His business, co-founded in 2016 with his friend Sophie Edelman, is what he claims is “a real, reliable alternative that can compete with the university”.

Multiverse matches school dropouts with over 300 employers, including Google, Facebook, Morgan Stanley and Depop, and provides on-the-job training tailored to the needs of employees, as well as individualized coaching and extra-curricular activities and society.

The training is funded by a 0.5% levy on all companies with an annual payroll bill of over £3m. This can be spent on their own training costs or transferred to other organizations such as Multiverse.

Blair, a lifelong fan of Liverpool FC, claims that some youngsters have even turned down places at Oxford to join his plan.

It has also proven popular with venture capitalist investors, including Google’s VC division, who have put millions into the business. At the end of last year, Multiverse was valued at $875m (£700m) in a third round of funding. Blair is understood to own only 50% of the shares, meaning his stake could be up to £350m – far more than his father’s estimated £60m fortune.

He recently splashed some of his cash on a five-storey west London townhouse for a reported £22m. The seven-bedroom residence, which he shares with his wife, Susan Ashman, and their two children, has a two-story “iceberg” basement with an indoor pool, gym, and multi-car garage.

He set foot on the property ladder early when his mother, Cheri Blair, bought a £265,000 flat for him to live in while studying at the University of Bristol.

Blair prefers to dress in the casual style of a Silicon Valley tech CEO, pairing multiverse-branded T-shirts or hoodies with jeans and often multicolored trainers. He once said that he has a branded top in almost every color “so I can wear a different one every day”.

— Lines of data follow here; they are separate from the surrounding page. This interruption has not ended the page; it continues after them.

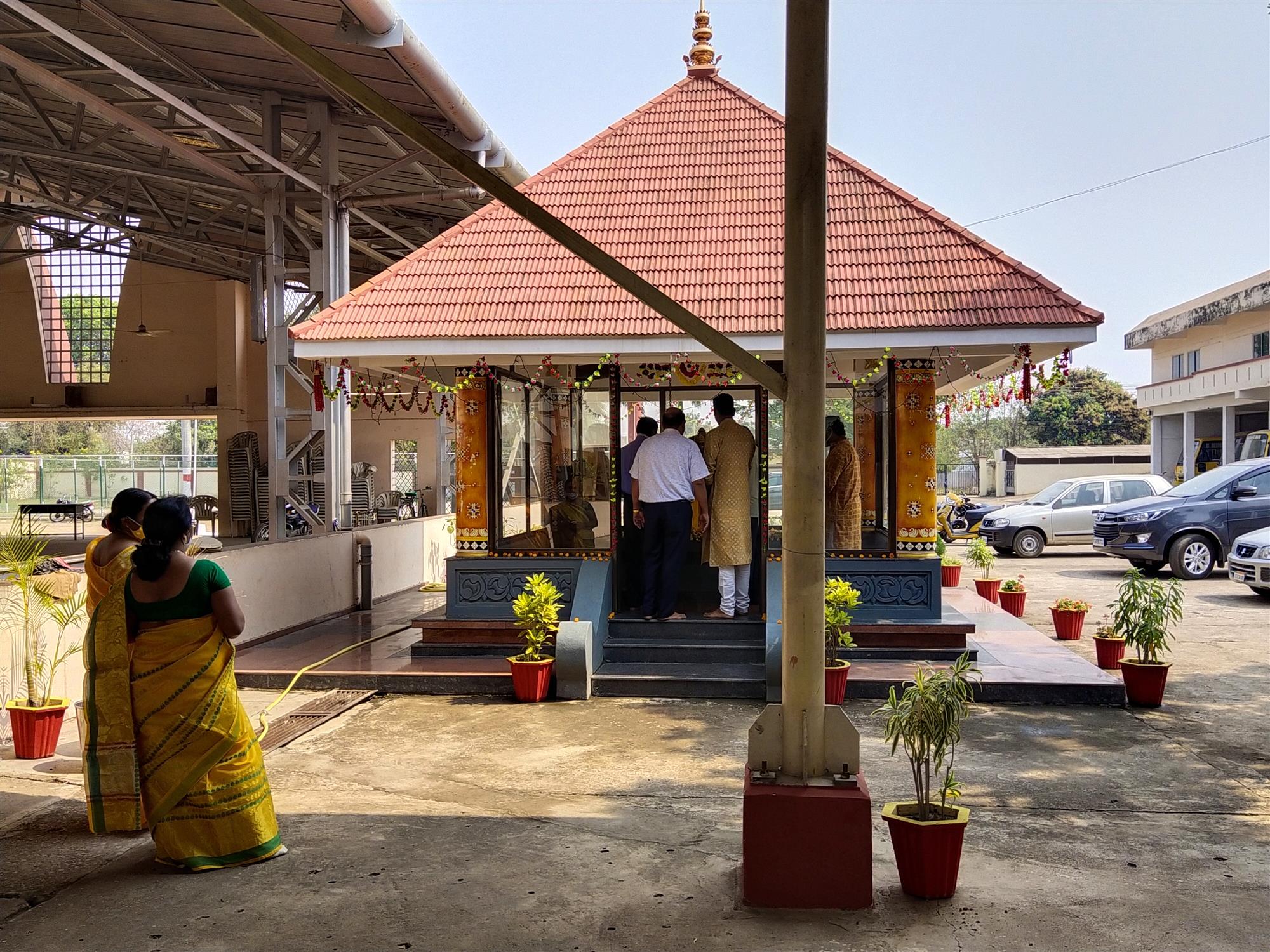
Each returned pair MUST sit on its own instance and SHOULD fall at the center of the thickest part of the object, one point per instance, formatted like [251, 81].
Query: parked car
[1192, 526]
[1250, 562]
[1062, 515]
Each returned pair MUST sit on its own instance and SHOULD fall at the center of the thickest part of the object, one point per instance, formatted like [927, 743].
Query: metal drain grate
[308, 717]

She has been praised for prioritizing social mobility in the multiverse, where 53% of trainees are people of color and 36% come from poor backgrounds. Last year he was appointed to a government task force aimed at improving socioeconomic diversity in financial services.

Blair’s life mission, he says, is “to ensure that the best jobs in the next decade don’t go to only those who have got the best jobs in the last decade”.